It’s about helping grandchildren understand and handing them the opportunity to either own, create, develop or cultivate wealth, she adds.
From least to most tax-efficient, the three strategies she sees used most frequently are an in-trust account, a whole life insurance policy, along the lines of what Ms. Wong suggests, or participation in a donor-advised fund or family foundation.
In an in-trust account, everything except capital gains will be taxed in the hands of the grandparent while the child is a minor. In a whole life insurance policy, contributions can compound within a completely tax-sheltered structure, and then grandchildren can access the money tax-efficiently either by borrowing directly from the policy and paying it back before the withdrawal becomes taxable or by using the policy’s cash value as collateral for a longer-term bank loan.
A donor-advised fund or family foundation is the most tax-efficient solution and, while it isn’t a direct gift of money to grandchildren, it invites grandchildren to discuss what they want to change in the world, and see what grandparents what to change too.

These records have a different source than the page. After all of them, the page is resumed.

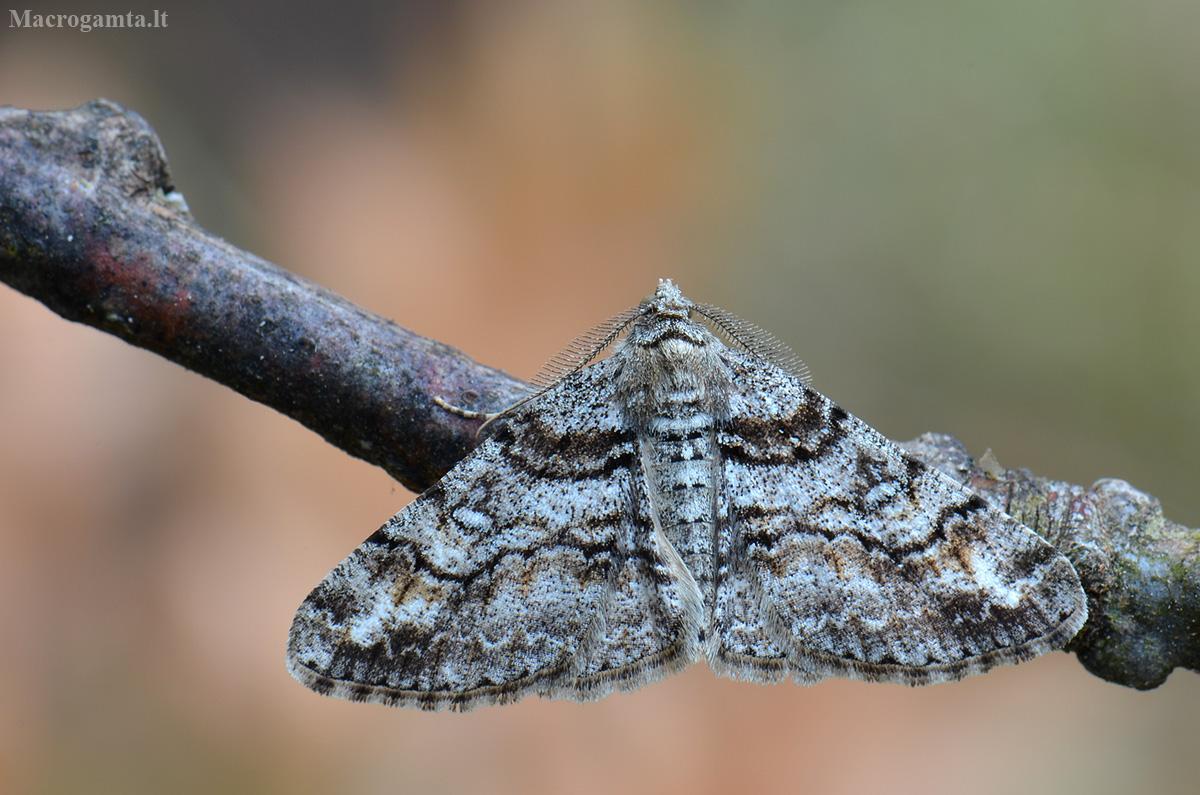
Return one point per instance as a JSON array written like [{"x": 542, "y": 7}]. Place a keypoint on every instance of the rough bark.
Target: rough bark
[{"x": 91, "y": 226}]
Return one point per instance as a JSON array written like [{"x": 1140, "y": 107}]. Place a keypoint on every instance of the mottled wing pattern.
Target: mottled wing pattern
[
  {"x": 533, "y": 566},
  {"x": 844, "y": 556}
]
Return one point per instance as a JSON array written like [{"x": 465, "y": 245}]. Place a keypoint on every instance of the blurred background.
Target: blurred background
[{"x": 972, "y": 219}]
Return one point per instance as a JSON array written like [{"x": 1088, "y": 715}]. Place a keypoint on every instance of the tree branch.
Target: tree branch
[{"x": 90, "y": 225}]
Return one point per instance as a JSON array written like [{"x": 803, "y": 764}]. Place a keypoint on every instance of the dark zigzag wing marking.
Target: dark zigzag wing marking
[
  {"x": 864, "y": 562},
  {"x": 509, "y": 577}
]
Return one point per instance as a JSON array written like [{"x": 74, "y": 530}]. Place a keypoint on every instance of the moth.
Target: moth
[{"x": 689, "y": 496}]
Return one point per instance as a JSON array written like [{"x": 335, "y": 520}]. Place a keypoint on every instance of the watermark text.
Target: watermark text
[{"x": 85, "y": 23}]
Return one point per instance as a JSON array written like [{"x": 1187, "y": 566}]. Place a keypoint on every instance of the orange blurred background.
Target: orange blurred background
[{"x": 979, "y": 220}]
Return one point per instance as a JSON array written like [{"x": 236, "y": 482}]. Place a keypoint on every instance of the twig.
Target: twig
[{"x": 91, "y": 226}]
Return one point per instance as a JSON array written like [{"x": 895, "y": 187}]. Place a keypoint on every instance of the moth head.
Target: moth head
[
  {"x": 667, "y": 302},
  {"x": 664, "y": 322}
]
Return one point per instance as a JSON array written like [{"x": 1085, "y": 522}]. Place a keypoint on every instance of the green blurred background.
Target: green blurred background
[{"x": 978, "y": 219}]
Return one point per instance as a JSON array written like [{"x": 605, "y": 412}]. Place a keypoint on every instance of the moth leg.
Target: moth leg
[{"x": 467, "y": 413}]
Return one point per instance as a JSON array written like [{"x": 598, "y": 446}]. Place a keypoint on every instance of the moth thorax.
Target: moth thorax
[{"x": 671, "y": 376}]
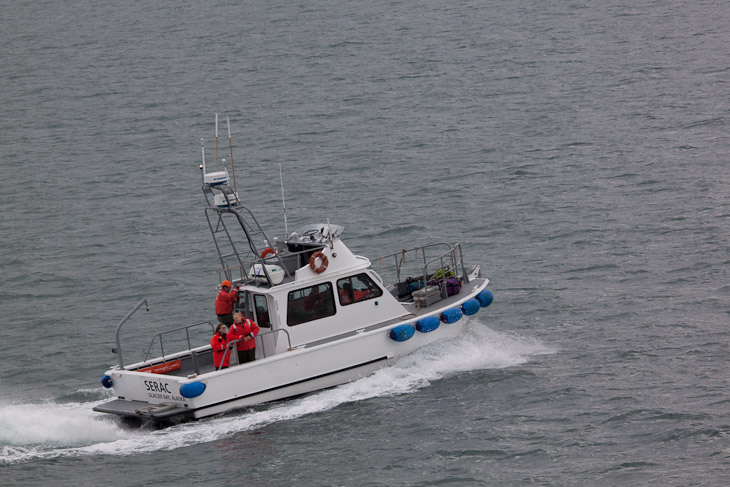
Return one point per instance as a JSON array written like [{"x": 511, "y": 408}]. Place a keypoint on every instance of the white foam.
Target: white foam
[{"x": 28, "y": 431}]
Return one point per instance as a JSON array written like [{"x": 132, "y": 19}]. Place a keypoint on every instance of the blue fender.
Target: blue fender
[
  {"x": 429, "y": 323},
  {"x": 470, "y": 307},
  {"x": 402, "y": 333},
  {"x": 485, "y": 298},
  {"x": 451, "y": 315},
  {"x": 192, "y": 389}
]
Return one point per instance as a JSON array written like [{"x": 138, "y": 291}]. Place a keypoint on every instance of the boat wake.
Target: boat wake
[{"x": 49, "y": 430}]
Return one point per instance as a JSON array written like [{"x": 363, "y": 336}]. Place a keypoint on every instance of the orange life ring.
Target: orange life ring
[{"x": 313, "y": 262}]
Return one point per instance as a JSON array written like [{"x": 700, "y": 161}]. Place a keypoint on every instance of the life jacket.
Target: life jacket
[
  {"x": 224, "y": 302},
  {"x": 243, "y": 329},
  {"x": 218, "y": 344}
]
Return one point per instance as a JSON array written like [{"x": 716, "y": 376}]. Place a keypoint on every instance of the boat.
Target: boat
[{"x": 326, "y": 316}]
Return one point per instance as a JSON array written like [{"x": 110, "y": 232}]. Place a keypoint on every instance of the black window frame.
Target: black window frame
[
  {"x": 369, "y": 283},
  {"x": 298, "y": 311}
]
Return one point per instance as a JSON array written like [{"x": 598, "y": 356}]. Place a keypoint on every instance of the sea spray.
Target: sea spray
[{"x": 51, "y": 430}]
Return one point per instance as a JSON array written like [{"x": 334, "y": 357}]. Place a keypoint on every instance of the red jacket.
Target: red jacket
[
  {"x": 239, "y": 331},
  {"x": 224, "y": 302},
  {"x": 218, "y": 344}
]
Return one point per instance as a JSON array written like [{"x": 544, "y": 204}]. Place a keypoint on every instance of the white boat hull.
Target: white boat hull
[{"x": 293, "y": 373}]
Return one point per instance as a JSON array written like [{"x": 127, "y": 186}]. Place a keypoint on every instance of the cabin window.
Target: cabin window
[
  {"x": 262, "y": 311},
  {"x": 310, "y": 303},
  {"x": 357, "y": 288}
]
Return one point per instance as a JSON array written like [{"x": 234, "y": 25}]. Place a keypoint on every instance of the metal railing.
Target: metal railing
[
  {"x": 230, "y": 347},
  {"x": 450, "y": 260},
  {"x": 193, "y": 357}
]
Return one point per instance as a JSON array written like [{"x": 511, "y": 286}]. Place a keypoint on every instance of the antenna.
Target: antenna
[
  {"x": 283, "y": 202},
  {"x": 230, "y": 145},
  {"x": 216, "y": 143},
  {"x": 202, "y": 149}
]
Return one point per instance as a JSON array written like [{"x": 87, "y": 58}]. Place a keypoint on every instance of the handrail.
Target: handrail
[
  {"x": 118, "y": 349},
  {"x": 452, "y": 254},
  {"x": 187, "y": 334},
  {"x": 263, "y": 346}
]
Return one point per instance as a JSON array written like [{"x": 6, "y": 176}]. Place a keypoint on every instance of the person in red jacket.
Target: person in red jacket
[
  {"x": 244, "y": 330},
  {"x": 224, "y": 303},
  {"x": 219, "y": 344}
]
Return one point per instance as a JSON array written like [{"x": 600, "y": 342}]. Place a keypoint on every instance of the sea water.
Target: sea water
[{"x": 578, "y": 151}]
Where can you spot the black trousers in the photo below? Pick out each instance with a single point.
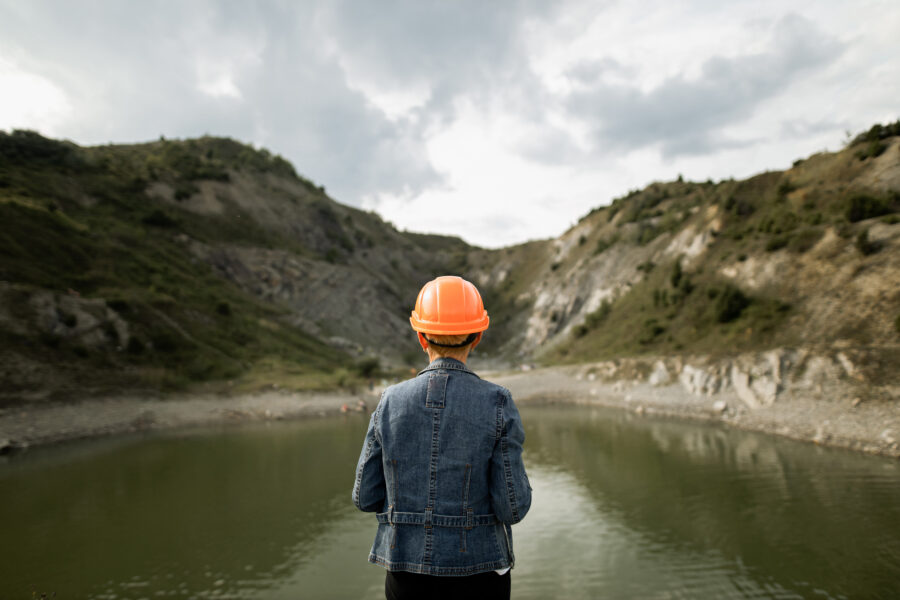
(400, 585)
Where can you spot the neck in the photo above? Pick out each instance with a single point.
(432, 356)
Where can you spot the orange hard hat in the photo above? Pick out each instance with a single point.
(449, 305)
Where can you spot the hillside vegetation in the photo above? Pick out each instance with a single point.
(207, 262)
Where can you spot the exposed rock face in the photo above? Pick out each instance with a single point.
(337, 303)
(660, 375)
(87, 322)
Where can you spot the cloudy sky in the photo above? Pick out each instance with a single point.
(496, 121)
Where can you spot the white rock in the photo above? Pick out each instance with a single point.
(660, 375)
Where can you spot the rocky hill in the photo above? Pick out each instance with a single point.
(207, 262)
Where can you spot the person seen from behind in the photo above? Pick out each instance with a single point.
(441, 462)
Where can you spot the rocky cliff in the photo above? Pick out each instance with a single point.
(175, 263)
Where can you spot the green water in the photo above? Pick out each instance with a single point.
(624, 507)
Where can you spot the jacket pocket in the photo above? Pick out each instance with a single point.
(467, 510)
(395, 494)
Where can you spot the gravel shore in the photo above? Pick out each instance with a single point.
(872, 427)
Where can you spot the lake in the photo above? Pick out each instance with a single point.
(624, 507)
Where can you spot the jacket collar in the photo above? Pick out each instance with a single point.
(444, 362)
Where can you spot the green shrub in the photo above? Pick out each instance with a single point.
(777, 243)
(677, 274)
(864, 244)
(729, 304)
(785, 188)
(871, 150)
(646, 266)
(159, 219)
(804, 239)
(863, 206)
(134, 346)
(164, 342)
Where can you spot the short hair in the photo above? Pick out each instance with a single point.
(457, 353)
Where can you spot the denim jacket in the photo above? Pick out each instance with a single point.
(442, 467)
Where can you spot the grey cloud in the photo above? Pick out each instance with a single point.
(687, 115)
(130, 71)
(801, 128)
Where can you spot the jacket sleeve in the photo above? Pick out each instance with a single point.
(369, 487)
(510, 490)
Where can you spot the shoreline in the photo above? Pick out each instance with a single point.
(25, 427)
(872, 427)
(865, 426)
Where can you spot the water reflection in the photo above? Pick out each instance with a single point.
(773, 517)
(624, 507)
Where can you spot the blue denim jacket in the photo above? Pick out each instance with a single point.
(442, 467)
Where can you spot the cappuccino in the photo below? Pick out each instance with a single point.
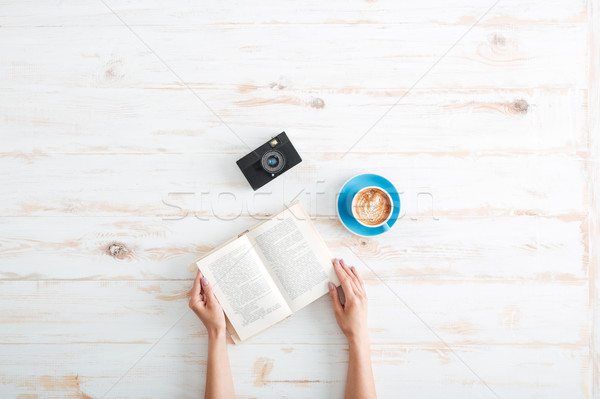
(372, 206)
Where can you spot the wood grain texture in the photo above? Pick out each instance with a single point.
(116, 177)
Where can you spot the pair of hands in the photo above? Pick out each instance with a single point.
(351, 316)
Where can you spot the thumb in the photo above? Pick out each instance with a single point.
(335, 298)
(208, 292)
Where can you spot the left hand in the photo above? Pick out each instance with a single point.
(204, 303)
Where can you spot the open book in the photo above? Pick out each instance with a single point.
(269, 272)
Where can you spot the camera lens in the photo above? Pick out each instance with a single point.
(273, 161)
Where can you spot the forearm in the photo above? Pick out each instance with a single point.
(219, 383)
(360, 383)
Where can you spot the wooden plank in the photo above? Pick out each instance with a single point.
(523, 339)
(238, 56)
(86, 120)
(160, 184)
(68, 13)
(504, 313)
(175, 370)
(131, 248)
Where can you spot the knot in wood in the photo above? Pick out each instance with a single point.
(520, 106)
(117, 250)
(317, 103)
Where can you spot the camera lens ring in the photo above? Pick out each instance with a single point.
(273, 161)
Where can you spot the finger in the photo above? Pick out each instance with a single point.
(344, 278)
(335, 298)
(355, 283)
(208, 292)
(196, 288)
(358, 277)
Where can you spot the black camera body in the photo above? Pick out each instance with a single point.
(268, 161)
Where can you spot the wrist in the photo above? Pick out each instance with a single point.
(216, 333)
(359, 341)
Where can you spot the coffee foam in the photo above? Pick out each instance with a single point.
(372, 206)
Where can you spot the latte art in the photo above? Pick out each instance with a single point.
(371, 206)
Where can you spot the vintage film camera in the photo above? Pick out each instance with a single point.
(268, 161)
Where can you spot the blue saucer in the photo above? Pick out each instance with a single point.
(344, 204)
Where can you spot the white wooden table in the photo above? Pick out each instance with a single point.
(118, 125)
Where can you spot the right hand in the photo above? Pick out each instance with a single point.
(352, 316)
(206, 306)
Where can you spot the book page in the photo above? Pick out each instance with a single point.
(244, 288)
(295, 255)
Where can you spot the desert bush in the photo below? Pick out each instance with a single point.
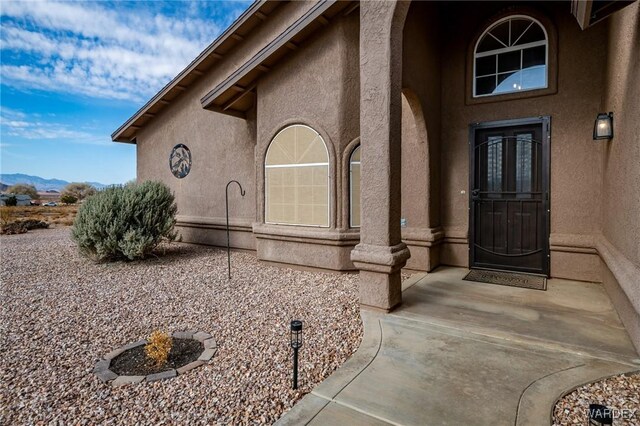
(24, 189)
(158, 347)
(78, 190)
(125, 222)
(11, 201)
(68, 199)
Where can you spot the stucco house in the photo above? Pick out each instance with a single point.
(382, 135)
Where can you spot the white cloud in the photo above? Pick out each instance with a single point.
(16, 124)
(85, 48)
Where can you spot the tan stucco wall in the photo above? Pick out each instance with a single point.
(421, 134)
(621, 168)
(576, 168)
(316, 85)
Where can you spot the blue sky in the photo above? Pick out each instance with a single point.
(73, 72)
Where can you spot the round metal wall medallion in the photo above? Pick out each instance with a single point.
(180, 161)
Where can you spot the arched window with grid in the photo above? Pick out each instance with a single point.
(511, 56)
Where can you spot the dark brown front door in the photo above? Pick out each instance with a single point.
(509, 200)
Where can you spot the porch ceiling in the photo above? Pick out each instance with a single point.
(236, 94)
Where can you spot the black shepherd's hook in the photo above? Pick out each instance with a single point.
(227, 205)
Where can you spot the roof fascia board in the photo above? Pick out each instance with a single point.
(280, 41)
(210, 50)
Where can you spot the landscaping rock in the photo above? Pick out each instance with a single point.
(71, 312)
(126, 380)
(106, 375)
(201, 336)
(189, 366)
(101, 365)
(207, 354)
(114, 353)
(182, 334)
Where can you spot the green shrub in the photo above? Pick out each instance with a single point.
(125, 222)
(12, 228)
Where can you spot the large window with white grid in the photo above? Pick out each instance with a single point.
(297, 178)
(511, 56)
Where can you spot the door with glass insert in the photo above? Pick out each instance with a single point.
(509, 197)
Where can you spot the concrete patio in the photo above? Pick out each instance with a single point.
(460, 352)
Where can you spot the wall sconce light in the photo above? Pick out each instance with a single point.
(603, 127)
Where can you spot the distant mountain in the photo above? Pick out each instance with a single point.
(41, 184)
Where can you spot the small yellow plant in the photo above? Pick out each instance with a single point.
(158, 347)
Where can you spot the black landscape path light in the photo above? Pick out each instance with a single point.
(600, 415)
(296, 343)
(227, 205)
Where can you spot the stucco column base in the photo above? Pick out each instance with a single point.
(380, 281)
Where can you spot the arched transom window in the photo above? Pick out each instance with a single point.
(297, 178)
(354, 181)
(511, 56)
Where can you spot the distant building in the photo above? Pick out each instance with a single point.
(23, 200)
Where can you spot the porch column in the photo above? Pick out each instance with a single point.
(381, 253)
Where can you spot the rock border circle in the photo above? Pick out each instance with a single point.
(101, 369)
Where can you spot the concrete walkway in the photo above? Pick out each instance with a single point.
(465, 353)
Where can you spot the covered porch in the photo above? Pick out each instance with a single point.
(461, 352)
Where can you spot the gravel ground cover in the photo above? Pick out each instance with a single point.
(617, 392)
(61, 313)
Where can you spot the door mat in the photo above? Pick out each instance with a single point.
(507, 278)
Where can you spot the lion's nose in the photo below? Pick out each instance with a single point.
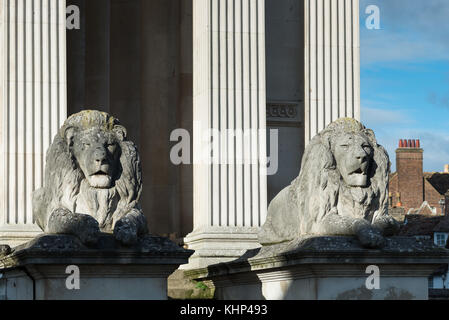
(361, 156)
(99, 154)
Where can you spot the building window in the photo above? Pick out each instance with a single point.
(440, 239)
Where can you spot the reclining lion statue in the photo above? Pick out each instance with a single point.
(342, 190)
(92, 182)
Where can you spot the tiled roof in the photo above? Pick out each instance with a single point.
(421, 225)
(443, 226)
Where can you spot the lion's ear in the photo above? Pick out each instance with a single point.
(370, 134)
(69, 135)
(121, 132)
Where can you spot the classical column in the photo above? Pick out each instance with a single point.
(229, 94)
(332, 63)
(32, 105)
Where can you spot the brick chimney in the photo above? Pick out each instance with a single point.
(409, 167)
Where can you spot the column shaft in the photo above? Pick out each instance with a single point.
(229, 98)
(332, 66)
(33, 105)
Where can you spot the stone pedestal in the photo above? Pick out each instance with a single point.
(327, 268)
(37, 270)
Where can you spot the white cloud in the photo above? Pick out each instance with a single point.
(411, 30)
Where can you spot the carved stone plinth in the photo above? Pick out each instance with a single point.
(37, 270)
(326, 268)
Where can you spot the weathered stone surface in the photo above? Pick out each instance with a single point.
(322, 268)
(107, 271)
(342, 189)
(4, 250)
(67, 249)
(93, 182)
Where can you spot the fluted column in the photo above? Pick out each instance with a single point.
(229, 94)
(332, 63)
(32, 105)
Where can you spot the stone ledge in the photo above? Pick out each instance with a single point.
(66, 249)
(326, 268)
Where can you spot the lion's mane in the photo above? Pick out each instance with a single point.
(320, 186)
(63, 176)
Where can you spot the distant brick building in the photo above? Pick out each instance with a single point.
(413, 189)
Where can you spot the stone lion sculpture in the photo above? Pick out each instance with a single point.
(92, 182)
(342, 190)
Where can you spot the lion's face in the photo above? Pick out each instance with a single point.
(97, 154)
(353, 155)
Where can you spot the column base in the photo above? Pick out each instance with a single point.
(214, 245)
(327, 268)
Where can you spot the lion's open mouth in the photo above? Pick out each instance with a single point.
(100, 173)
(361, 170)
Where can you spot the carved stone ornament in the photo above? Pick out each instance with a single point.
(92, 183)
(342, 189)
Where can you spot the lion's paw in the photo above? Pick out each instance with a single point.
(371, 238)
(126, 231)
(88, 230)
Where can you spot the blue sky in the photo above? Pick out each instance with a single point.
(405, 76)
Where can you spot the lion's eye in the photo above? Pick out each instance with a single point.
(367, 148)
(111, 148)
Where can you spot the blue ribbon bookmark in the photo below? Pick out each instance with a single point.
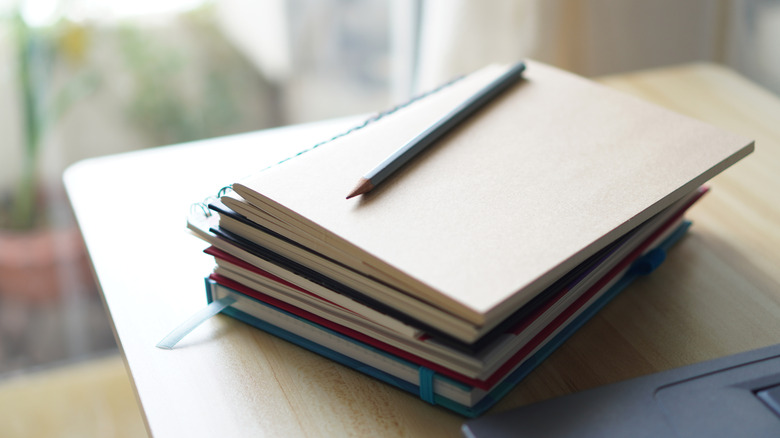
(193, 321)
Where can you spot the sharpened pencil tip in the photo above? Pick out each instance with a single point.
(364, 186)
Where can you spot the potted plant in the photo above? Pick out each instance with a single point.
(33, 249)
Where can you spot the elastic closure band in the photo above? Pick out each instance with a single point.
(426, 385)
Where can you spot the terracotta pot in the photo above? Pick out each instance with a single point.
(37, 265)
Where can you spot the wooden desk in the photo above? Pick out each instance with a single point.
(718, 292)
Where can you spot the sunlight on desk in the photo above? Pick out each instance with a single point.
(87, 399)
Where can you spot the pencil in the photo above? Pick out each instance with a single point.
(426, 138)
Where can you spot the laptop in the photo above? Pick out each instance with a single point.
(737, 395)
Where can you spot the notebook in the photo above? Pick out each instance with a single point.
(736, 395)
(543, 178)
(461, 273)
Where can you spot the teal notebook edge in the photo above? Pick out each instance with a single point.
(643, 265)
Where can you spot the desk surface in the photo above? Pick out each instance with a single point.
(718, 292)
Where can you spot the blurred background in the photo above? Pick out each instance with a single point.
(82, 78)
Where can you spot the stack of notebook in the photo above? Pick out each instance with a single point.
(463, 271)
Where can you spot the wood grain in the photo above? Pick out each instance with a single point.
(718, 292)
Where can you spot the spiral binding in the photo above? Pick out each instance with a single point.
(202, 207)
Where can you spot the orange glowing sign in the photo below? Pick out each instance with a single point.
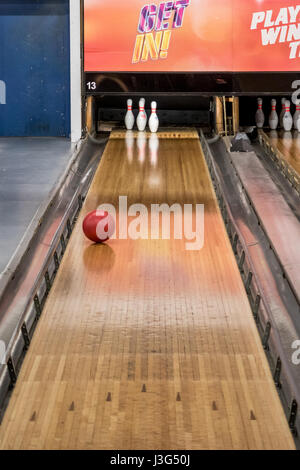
(191, 35)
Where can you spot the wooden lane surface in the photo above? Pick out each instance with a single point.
(143, 344)
(288, 144)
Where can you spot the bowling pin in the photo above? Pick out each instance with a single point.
(129, 118)
(259, 116)
(153, 121)
(287, 119)
(273, 119)
(282, 112)
(141, 120)
(296, 116)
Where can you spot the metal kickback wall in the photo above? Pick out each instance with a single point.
(34, 68)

“We find that to be a very powerful tool, particularly with grandparents who might be in a situation where they have some [securities] that are so packed with capital gains that maybe the best thing to do would be to dodge the capital gains [tax] altogether by donating the shares,” Ms. Stovel Rivers says.
Education, down payments and pensions
Susan O’Brien, wealth advisor with Susan O’Brien Group Wealth Advisory at Richardson Wealth Ltd. in Calgary, advises multiple generations of a family – sometimes as many as four – and says grandparents often zero in on one of three main areas when planning living gifts for grandchildren: private school and post-secondary education (using RESPs, informal trusts or separate investment accounts that remain in the grandparent’s name); down payments on first homes (generally by transferring cash); and replacements for the younger generation’s missing pension (using permanent life insurance).
She has helped facilitate letters from grandparents that explain the gift – for example, in the case of help with a down payment, telling grandchildren how important buying a first home was for the grandparents, how they saved for it, and then raised their family in it.
“They’re giving gifts in accordance with their own values, and I think having letters, family conversations around that [is important], outlining expectations,” Ms. O’Brien says.
You have to get the parents on side as well, she adds.
“You have to make sure that the parents are comfortable, that these decisions aren’t just put on them but they’re part of it,” she says. “We’ve never found an issue when there’s open, honest, truthful communication.”
The biggest pitfall Ms. O’Brien has encountered is grandparents being “generous to a fault” and jeopardizing their own retirement and capacity to grow older with dignity – because it’s important to recognize that once a gift is made, it can’t be undone. A first grandchild lavished with a generous gift could be followed by other grandchildren who will require fair treatment.
A significant benefit is the opportunity to start coaching the next generation on wealth management.
“We get to help those in Generation Z and millennials start to learn about money. We’re investing it wisely,” Ms. O’Brien says. “We’re meeting with them, helping them think about it … This is a great experience for everyone.”